Monitors can be defined as monolithic entities or as a group of sub-monitors - depending on the group-by monitor parameter. This grouping construct allows very fine control of the monitor - and thus alerting - when problems occur. Group-by can be all (single monolithic monitor), a single metric label or ‘none’ (each unique collection of labels forms a group). Clicking a group health bar selects that group for monitor visualization. The title on each group is the set of metric labels unique to that group.

A visualization of the selected monitor, or sub-group of a monitor, displays at the bottom of the Monitors page. Not only is the variation of the metric presented in graph form here but also the derived time series that are fundamental to the monitor definition. These include: threshold levels (if any) or an intermediate time series such as

  • the moving average
  • standard deviations about that moving average (for a simple moving average monitor) or
  • the slope of the metric (for a growth rate monitor).

This page supports two modes of operation: inspection (default) as well as editing. Click EDIT in the upper right to switch between the two.

In inspection mode you can freeze time to investigate a particular period of interest or enable ‘live’ mode to continuously update the monitor visualization with up-to-date metrics (the mode for all other Lightbend Console pages).

Investigating an anomaly and/or editing a monitor definition generally requires a stationary time period. For this reason only ‘non-live’ mode is supported during monitor editing.

There are two relevant time periods for the monitor page: the context period and focus period. The context period is set by the VIEW control in the upper right (and is shared by all pages). This is the larger period in which the focus period lives. The focus period is a one hour subset within the context period.

Change the focus period by:

  • clicking the left/right arrows above the blue ‘lens’ - to increment by one hour, or
  • dragging the lens to precisely position it in time

Hover over the LEGEND text in the graph upper left to display a transient legend for the graph. In addition to the identification of graph elements, the length scale of some elements in the legend is identical to that used in the graph itself. In this example the ‘AVERAGE WINDOW’ length scale is an accurate representation of the time window (period) used to calculate the monitor.

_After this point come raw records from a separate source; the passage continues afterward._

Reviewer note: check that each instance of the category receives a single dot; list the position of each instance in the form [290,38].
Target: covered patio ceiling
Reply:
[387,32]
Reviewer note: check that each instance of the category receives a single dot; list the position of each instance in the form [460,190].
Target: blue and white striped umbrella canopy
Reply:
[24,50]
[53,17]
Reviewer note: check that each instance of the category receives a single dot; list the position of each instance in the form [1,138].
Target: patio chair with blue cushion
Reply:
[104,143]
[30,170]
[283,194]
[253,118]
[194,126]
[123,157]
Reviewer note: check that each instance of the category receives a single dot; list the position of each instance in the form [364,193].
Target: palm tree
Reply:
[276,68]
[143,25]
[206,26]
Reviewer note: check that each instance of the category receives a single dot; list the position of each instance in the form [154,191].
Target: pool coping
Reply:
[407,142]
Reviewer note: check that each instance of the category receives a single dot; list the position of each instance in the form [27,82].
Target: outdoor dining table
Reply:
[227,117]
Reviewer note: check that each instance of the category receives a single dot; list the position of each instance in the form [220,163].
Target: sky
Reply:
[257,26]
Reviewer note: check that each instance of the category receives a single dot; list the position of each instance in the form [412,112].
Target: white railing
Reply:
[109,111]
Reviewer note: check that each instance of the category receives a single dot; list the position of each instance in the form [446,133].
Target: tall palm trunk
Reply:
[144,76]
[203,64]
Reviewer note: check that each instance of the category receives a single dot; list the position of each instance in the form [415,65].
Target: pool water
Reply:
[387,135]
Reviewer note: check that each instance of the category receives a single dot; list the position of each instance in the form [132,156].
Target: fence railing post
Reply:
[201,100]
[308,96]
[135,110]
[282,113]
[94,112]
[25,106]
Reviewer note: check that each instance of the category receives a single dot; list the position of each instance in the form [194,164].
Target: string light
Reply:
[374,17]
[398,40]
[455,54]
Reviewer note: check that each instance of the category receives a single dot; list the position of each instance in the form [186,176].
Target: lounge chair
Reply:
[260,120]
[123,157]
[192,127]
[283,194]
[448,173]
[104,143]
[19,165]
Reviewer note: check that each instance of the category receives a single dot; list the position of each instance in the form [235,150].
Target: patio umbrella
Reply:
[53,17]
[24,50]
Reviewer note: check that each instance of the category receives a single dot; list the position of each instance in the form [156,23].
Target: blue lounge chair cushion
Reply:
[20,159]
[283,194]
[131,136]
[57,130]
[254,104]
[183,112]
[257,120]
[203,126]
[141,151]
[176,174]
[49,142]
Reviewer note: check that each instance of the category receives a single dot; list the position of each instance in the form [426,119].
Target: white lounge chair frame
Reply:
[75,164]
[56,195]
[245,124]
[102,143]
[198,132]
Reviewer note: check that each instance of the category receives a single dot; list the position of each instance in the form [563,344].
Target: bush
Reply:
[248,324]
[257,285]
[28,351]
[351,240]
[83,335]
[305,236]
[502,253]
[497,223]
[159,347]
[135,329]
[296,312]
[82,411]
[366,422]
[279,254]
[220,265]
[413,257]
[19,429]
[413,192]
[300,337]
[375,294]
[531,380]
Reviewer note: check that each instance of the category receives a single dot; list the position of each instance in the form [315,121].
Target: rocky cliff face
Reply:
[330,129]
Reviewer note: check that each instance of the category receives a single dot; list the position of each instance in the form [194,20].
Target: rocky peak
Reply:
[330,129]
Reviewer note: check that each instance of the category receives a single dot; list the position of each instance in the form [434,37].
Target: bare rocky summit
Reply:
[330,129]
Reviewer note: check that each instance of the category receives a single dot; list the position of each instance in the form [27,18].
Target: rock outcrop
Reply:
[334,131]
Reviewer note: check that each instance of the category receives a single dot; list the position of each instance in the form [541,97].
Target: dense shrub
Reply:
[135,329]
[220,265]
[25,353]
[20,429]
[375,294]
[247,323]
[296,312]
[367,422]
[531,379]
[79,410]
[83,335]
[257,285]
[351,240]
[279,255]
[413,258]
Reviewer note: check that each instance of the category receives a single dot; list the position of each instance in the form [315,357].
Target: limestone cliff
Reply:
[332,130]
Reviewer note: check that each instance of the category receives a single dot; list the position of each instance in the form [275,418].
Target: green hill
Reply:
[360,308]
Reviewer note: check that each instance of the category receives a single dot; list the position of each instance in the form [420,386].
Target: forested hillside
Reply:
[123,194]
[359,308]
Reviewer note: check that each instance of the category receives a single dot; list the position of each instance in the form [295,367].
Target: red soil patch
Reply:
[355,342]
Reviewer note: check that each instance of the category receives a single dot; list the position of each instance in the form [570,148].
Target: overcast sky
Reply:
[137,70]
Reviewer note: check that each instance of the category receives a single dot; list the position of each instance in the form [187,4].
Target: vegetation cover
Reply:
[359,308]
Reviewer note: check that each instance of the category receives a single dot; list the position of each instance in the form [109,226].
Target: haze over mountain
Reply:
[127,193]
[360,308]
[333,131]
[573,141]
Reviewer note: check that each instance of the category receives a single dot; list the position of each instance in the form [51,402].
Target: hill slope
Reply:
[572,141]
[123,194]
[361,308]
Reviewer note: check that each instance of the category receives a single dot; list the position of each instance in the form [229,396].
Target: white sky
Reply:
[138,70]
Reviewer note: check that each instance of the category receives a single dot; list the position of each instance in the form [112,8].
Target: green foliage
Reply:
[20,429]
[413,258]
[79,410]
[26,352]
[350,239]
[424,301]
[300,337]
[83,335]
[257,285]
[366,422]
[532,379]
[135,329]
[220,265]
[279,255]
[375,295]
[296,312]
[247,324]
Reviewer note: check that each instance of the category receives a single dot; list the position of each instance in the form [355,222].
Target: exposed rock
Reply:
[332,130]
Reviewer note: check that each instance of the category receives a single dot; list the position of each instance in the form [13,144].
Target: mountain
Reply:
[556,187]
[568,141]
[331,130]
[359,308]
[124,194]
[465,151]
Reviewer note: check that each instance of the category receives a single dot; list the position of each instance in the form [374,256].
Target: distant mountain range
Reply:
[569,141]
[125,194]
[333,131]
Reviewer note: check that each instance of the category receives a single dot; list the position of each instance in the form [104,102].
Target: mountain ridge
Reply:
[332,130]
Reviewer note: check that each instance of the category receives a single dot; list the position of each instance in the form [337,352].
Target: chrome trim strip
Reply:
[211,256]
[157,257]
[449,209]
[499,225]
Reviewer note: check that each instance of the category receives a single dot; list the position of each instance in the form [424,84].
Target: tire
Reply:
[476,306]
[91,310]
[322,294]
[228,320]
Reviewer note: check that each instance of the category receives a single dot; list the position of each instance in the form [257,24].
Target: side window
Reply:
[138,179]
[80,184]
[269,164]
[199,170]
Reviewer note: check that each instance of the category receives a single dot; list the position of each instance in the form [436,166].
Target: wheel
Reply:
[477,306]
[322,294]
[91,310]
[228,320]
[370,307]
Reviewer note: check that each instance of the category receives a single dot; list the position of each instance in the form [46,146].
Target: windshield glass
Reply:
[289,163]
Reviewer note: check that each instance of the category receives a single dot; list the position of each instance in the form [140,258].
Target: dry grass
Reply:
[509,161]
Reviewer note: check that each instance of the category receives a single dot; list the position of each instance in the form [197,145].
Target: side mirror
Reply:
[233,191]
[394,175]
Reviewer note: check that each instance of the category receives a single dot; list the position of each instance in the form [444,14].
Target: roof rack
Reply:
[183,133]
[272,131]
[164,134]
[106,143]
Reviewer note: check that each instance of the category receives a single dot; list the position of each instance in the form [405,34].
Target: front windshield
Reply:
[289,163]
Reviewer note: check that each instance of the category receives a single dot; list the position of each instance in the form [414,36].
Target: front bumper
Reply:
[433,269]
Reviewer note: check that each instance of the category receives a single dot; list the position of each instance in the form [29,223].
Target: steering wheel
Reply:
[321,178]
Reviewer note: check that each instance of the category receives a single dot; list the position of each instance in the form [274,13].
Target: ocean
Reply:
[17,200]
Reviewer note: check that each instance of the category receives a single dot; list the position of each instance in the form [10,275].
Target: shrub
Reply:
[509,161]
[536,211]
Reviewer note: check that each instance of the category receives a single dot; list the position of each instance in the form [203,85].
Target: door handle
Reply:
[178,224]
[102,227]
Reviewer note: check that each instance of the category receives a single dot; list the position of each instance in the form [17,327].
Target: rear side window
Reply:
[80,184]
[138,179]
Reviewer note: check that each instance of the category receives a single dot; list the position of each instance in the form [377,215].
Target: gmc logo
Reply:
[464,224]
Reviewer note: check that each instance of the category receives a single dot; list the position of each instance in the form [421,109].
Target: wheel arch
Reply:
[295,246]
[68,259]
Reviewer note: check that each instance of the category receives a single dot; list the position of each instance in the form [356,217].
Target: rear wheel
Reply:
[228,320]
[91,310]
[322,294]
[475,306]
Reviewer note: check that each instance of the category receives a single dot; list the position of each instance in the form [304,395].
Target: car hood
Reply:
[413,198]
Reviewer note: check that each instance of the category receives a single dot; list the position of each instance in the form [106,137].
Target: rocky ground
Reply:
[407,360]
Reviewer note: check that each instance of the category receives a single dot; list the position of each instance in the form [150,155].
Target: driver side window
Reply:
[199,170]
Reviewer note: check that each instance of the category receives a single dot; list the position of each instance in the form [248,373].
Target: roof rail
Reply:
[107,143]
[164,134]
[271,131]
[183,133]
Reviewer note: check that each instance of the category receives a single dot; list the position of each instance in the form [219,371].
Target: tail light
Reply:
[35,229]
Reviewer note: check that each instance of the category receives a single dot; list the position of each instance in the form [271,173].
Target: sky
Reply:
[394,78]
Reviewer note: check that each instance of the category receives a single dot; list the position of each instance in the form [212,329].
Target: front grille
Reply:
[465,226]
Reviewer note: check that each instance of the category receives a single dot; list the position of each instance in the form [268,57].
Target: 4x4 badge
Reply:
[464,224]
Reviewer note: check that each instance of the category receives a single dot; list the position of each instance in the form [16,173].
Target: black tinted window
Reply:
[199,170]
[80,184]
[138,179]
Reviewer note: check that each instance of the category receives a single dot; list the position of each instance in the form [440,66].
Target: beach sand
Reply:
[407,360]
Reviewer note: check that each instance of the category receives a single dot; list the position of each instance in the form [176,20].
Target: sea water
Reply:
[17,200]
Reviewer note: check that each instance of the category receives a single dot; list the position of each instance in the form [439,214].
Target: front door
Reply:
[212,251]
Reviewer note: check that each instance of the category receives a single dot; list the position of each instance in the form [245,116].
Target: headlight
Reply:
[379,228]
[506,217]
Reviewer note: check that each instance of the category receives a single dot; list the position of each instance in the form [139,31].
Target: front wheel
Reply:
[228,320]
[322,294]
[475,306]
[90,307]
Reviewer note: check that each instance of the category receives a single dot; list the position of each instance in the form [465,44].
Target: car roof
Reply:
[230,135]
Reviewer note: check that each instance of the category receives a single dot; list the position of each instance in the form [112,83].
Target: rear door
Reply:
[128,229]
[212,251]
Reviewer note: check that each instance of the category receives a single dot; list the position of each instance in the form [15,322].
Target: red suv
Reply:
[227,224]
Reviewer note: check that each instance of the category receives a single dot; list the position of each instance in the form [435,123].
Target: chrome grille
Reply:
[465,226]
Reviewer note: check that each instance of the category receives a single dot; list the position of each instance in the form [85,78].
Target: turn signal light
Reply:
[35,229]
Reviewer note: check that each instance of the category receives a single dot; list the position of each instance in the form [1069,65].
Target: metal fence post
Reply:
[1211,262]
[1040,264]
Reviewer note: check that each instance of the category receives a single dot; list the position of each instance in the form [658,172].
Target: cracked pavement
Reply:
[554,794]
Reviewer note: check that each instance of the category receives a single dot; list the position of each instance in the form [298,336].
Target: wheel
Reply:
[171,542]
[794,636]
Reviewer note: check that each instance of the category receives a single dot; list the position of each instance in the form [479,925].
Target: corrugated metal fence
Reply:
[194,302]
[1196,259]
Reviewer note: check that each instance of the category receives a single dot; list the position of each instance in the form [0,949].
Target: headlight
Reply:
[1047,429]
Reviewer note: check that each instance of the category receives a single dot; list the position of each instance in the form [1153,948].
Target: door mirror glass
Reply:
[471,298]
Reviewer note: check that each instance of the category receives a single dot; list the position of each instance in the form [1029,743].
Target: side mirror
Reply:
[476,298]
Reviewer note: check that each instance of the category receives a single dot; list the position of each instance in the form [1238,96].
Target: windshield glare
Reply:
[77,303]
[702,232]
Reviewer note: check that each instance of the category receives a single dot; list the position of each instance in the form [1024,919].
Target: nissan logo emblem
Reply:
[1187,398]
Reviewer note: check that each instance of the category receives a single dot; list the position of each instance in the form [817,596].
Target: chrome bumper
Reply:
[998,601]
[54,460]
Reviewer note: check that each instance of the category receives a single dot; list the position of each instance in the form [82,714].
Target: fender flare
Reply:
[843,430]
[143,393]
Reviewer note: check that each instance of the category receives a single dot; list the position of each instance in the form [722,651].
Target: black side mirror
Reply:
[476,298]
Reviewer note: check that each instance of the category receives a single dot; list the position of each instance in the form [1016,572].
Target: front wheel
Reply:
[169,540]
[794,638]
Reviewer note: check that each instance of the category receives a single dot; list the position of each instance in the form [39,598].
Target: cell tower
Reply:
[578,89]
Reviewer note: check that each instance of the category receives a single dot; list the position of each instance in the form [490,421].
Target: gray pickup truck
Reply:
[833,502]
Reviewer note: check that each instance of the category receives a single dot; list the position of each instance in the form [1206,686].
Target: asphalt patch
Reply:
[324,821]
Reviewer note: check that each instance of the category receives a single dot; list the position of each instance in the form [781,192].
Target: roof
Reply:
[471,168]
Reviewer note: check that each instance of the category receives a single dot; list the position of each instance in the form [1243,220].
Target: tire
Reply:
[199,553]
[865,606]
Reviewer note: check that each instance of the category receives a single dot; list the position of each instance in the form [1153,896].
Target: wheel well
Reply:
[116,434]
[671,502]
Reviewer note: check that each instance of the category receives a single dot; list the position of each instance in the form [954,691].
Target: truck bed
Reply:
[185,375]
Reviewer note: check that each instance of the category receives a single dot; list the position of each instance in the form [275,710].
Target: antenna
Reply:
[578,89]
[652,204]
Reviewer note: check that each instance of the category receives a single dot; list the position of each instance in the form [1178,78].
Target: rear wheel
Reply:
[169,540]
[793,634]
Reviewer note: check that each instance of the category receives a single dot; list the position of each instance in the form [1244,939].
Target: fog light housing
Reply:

SMA Legend Graph Legend Growth Rate Legend

Monitor Health

The Monitor Health bar rolls up the health of the monitor and any sub-group according to the monitor’s current parameters.

Editing a Monitor

Any changes you make to the monitor definition trigger re-evaluation based on the new criteria. The results display in the group health section, the selected group visualization and the monitor health panels. These panels show how the monitor would have performed over the focus period had this definition been in effect over the entire period. This ‘what-if’ evaluation entails substantial computations but occurs quite fast for ‘group-by: all’ monitors, however it can be slower for monitors with numerous groupings. The group health bars are shown in a crawling gray pattern until their computation is complete.

Once you’re satisfied with the new monitor definition, click ‘SAVE CHANGES’ (upper right) and you’ll be taken back to the workload page. Of course you can always back out the changes by canceling them or simply navigating to another page in the application.

Monitor Change Log panel

The Monitor Change Log in the left panel gives you a quick view of the monitor’s history. Clicking on the blue ‘revert’ arrow will return the monitor’s definition to that prior state.